THE ELECTORAL COLLEGE


The selection of the President and Vice President of the United States is more complicated than simply counting up the number of votes that each candidate receives on Election Day at the polls and from the absentee and provisional ballots. As provided in the United States Constitution, the Electoral College, rather than the direct vote of citizens, is the body that determines who will be President and Vice President. The Electoral College was designed to give power to the less populous states and to insure that candidates for President and Vice President have sufficient distribution of support from all areas of the nation to govern.


Each state is allocated one elector for every representative that they have in Congress. In Maryland, we have two Senators and eight members of the House of Representatives so we have ten electors in the Electoral College. The smallest states have two senators and one member in the House so they have only three electors. Even though the District of Columbia has no voting members in Congress, it was allotted three electors with the ratification of the 23rd Amendment in 1961. California, the most populous state, has 55 electors.

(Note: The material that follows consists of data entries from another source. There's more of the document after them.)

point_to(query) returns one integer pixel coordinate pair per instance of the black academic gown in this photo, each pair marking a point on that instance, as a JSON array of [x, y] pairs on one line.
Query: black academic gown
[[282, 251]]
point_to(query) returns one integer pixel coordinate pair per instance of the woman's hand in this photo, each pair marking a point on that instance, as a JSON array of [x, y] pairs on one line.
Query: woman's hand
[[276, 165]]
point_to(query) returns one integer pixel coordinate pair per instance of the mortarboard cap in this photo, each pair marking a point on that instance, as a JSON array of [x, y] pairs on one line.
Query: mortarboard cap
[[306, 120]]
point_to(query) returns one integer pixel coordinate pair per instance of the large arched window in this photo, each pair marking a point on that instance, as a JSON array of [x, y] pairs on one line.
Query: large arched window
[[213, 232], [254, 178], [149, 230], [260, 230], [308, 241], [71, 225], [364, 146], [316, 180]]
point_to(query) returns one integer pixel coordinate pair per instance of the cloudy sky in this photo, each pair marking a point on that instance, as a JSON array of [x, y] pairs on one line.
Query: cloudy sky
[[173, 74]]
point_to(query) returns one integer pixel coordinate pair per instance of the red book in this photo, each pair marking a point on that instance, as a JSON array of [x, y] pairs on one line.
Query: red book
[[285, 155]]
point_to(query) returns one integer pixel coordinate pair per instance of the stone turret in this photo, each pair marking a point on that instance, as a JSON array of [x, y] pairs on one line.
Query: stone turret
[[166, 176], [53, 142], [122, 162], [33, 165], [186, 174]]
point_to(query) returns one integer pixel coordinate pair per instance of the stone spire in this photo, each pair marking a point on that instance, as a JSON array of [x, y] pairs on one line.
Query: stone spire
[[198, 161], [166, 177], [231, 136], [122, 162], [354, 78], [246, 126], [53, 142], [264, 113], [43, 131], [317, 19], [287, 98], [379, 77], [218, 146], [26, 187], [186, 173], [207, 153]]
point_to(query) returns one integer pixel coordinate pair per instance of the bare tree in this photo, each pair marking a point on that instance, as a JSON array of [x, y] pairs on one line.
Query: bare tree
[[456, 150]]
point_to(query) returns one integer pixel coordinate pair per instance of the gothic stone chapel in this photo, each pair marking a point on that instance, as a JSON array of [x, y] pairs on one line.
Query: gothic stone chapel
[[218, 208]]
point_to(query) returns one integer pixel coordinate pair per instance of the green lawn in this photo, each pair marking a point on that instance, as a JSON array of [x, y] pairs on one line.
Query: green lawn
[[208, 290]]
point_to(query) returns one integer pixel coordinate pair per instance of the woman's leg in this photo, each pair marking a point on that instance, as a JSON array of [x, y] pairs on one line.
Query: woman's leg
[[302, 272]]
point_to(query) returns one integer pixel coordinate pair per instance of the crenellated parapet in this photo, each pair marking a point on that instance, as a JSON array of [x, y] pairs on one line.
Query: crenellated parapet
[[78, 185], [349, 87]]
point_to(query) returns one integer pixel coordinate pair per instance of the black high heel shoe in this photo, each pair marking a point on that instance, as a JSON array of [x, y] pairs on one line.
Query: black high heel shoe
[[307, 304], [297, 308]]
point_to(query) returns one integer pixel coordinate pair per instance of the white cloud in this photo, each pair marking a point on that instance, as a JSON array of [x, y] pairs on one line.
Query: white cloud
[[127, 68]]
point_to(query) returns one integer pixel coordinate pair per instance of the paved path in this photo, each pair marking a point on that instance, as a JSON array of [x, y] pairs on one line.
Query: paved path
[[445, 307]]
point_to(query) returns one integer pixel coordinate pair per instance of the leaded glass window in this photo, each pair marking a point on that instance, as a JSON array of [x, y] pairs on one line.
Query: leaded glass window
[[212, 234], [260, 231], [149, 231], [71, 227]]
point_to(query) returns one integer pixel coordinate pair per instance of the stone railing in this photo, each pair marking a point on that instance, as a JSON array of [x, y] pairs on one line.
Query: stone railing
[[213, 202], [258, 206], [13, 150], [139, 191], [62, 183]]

In the general election, voters are actually casting ballots for electors who are pledged to the candidates who received their vote. In most states, the candidate with the highest number of votes will receive the votes of all the electors from that state. Exceptions to the “winner take all” practice are Maine and Nebraska, where only two electoral votes are cast for the statewide winner. The remaining electoral votes are allocated separately for the candidate with the highest popular vote in each of the state’s Congressional Districts.

On the Monday after the second Wednesday in December, the electors meet in their respective state capitals to cast two ballots – one for President and one for Vice President. The Electoral College includes 535 electors (one for every member in Congress plus three from the District of Columbia). A candidate must receive 270 electoral votes to be elected. If no candidate for President receives that many votes, the House of Representatives picks the winner from the top three vote getters. Each state receives only one vote, regardless of its size. The Senate chooses the Vice President if no candidate receives 270 votes. Senators cast their votes as individuals, not as states.